The following are some of the swim lesson related questions we get asked most frequently thoughout the year. We hope you find them helpful.
If I am signing up for multiple sessions of swim lessons, how do I know how fast my child will progress? Should I sign them up for a higher level each session? Every 2 sessions?
A: No. Please do not try and predict your child's progress. Enroll your child in their current level for all sessions. We will automatically update their enrollment as they progress, making sure they are always in the appropriate class for their skill level.
I read the descriptions of your levels and I think my child is somewhere in the middle of two levels; should I register for the higher or the lower level?
A: If on the fence, always choose the lower level. We assess the students' ability levels on the first day of each session to make sure everyone is in the correct class. If your child ends up needing to be moved, it is easier for us (and is easier on them) to move them up than to move them down.
What are the benefits of Private Lessons vs. Group Lessons?
A: Both types of lessons have their benefits for different types of kids. Private lessons often yield faster results due to the undivided attention your child will receive from the instructor. However, many kids benefit from the inherent "peer pressure" of a group setting. A shy or tentative child might be more inclined to try a skill after seeing another kid in the class try it and receive positive feedback from the instructor. Progress can be contageous. If truly undecided, we recommend trying a session of Group Lesssons and a session of Private Lessons and seeing which one works best for your child. Oh, and Private Lesson are more expensive.
My child will be attending the Mairnwood Summer Camp Program. How does it work if they are in swim lessons during the camp day?
A: Probably a third of our swim lesson students are also enrolled in our summer camp program and it works like this: after your child is dropped off and checked in at camp, one of their counselors walks them down to the pool to get them changed and then walks them to their swim lesson. After the swim lesson, the counselor retrieves your child from the water and takes them to get changed before walking them back to camp. This system applies to kids taking group lessons in the morning as well as kids taking private lessons in the afternoon.
What are the Swim Olympics?
A: The Marinwood Swim Academy Swim Olympics is a fun-filled event in which any child who has taken lessons in the current year (either Group or Private Lessons) is invited to come and participate in a mock-olympics event. Kids are grouped by their ability levels and each group participates in two or three "heats" appropriate to their level while the other kids and parents watch and cheer. This event is complete with opening and closing ceremonies, and every participant earns a gold medal. Parents are encouraged to attend and bring their cameras. This year's Olympics takes place on Friday, August 16th from 9:30-10:30am. Light refreshments provided. This event is free.
How many weeks of swim lessons will it take for my child to become "water safe?"
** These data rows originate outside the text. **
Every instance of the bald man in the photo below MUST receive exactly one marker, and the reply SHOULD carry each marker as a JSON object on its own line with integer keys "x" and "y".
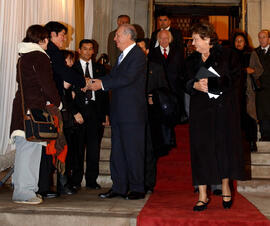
{"x": 112, "y": 49}
{"x": 263, "y": 96}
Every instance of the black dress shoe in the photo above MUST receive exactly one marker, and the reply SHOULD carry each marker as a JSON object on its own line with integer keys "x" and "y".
{"x": 49, "y": 194}
{"x": 67, "y": 190}
{"x": 76, "y": 187}
{"x": 253, "y": 146}
{"x": 227, "y": 204}
{"x": 95, "y": 186}
{"x": 134, "y": 195}
{"x": 110, "y": 194}
{"x": 201, "y": 207}
{"x": 149, "y": 190}
{"x": 217, "y": 192}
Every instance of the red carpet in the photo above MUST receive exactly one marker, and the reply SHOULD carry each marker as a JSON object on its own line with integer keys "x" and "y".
{"x": 172, "y": 202}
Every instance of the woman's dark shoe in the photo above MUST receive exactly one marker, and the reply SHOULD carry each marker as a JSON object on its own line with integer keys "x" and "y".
{"x": 200, "y": 207}
{"x": 253, "y": 146}
{"x": 226, "y": 204}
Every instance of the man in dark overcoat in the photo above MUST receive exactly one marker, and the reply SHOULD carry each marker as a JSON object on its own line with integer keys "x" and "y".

A: Every child is different and progresses at his or her own rate. Most children remain in the same level for several sessions before graduating to the next level--especially beginners. Our sessions are short and students are not expected to become experts after 4 days. We ask parents to be patient and to give their children the time they need for their individual confidence, coordination, and comfort in the water to finally "click." It may take longer than you initially anticipate.
The term "water safe" can be misleading and shouldn't be equated with your child's acquisition of certain swimming skills (e.g. learning to float, being able to swim 5 yards unassisted, etc.). Only you can know when you feel comfortable letting your child out of your reach, sight, etc. when in the water. Our program seeks to develop in your child a well-rounded swimming ability as well as an understanding of general water safety and an awareness of their individual limitations so they can make good choices and remain as safe as possible when in or around the water. We ask parents to remember that swimming is a life skill, not a pastime, and to allow the necessary time for your child to become a solid swimmer.